Portrait d'un fumeur de crack en jeune homme (Jacqueline Chambon, 2011) était la confession autobiographique d'un Américain ayant débuté comme assistant dans une agence littéraire à New York avant de monter sa propre structure et de s'occuper des affaires de romanciers, de poètes, d'essayistes et de nouvellistes. Bill Clegg y détaillait sans fioritures sa dépendance aux pipes de crack et à la vodka, ses traumatismes de jeunesse dans le Connecticut, le mariage houleux de ses parents, son homosexualité. Après être tombé bien bas et avoir atterri dans le pavillon psychiatrique du Lenox Hill Hospital, il dut partir pendant six semaines en cure de désintoxication à White Plains, dans un centre pour toxicomanes et alcooliques. Ce qu'il a vécu en en sortant lui fournit la matière de son nouveau livre, 90 jours, sous-titré Récit d'une guérison.
Bill Clegg a alors 34 ans.
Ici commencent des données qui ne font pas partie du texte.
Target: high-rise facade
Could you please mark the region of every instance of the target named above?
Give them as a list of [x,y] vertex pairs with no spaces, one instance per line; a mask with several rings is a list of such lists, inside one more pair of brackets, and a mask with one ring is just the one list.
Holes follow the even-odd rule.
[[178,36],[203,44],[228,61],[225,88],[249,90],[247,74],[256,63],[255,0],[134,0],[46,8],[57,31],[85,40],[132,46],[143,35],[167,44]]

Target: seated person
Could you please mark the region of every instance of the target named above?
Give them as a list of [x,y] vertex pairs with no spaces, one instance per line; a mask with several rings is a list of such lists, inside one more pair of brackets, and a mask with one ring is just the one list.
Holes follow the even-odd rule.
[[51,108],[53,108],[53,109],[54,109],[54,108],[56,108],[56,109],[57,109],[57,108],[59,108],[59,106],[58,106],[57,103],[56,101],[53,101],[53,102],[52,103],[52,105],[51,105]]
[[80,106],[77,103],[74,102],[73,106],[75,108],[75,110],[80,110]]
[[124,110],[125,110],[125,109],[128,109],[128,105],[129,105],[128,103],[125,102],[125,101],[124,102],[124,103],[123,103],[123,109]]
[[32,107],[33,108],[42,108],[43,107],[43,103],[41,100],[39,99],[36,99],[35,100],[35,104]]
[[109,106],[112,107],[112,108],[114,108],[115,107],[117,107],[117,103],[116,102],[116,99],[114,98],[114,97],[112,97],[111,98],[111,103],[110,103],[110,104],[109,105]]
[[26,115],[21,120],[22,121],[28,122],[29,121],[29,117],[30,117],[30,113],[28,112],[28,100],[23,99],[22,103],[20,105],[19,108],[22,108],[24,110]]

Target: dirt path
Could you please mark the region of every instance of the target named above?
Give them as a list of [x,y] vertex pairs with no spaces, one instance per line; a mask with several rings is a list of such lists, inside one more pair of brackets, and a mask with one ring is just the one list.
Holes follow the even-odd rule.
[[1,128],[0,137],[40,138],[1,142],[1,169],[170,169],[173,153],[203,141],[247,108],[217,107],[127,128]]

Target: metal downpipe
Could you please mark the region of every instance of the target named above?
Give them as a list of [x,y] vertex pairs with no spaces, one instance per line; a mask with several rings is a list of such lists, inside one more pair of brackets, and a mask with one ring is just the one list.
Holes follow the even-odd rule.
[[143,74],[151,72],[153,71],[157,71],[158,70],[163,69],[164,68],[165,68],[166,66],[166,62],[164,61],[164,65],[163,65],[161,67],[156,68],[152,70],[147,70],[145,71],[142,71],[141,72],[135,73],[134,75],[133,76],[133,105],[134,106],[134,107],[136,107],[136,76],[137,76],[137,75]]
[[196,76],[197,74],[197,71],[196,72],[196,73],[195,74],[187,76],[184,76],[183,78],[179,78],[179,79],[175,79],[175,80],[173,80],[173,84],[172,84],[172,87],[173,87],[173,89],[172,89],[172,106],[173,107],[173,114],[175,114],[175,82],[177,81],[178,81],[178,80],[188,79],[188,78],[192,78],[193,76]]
Il est sans emploi, mis à l'index par le monde professionnel dans lequel il a travaillé pendant six ans. De retour à New York, il loge d'abord dans l'appartement de son ami Dave. Assis sur le canapé, il écoute les oiseaux qui pépient dehors. Le voici seul. Terminée la "surveillance non-stop d'infirmières, de médecins et de psys". Pendant quatre-vingt-dix jours, il va assister à deux réunions par jour dans une association. Bill peut compter sur Jack, son référent, son parrain. "Une sorte de coach/grand frère/guide." Ce qui ne l'empêche pas de se perdre dans le West Village, d'avoir du mal à contenir ses vieux démons, de lutter contre l'envie de se défoncer. D'aller sonner à la porte de son ancien dealer et de replonger la tête la première.
Autoportrait oppressant et sans concession, 90 jours met en scène une série d'hommes et de femmes qui se battent comme ils peuvent au quotidien avec le mal qui les ronge, arrivant ou non à s'aider les uns les autres. Leur douloureux chemin jusqu'à la lumière et la paix est parfaitement rendu par le terrible récit Bill Clegg.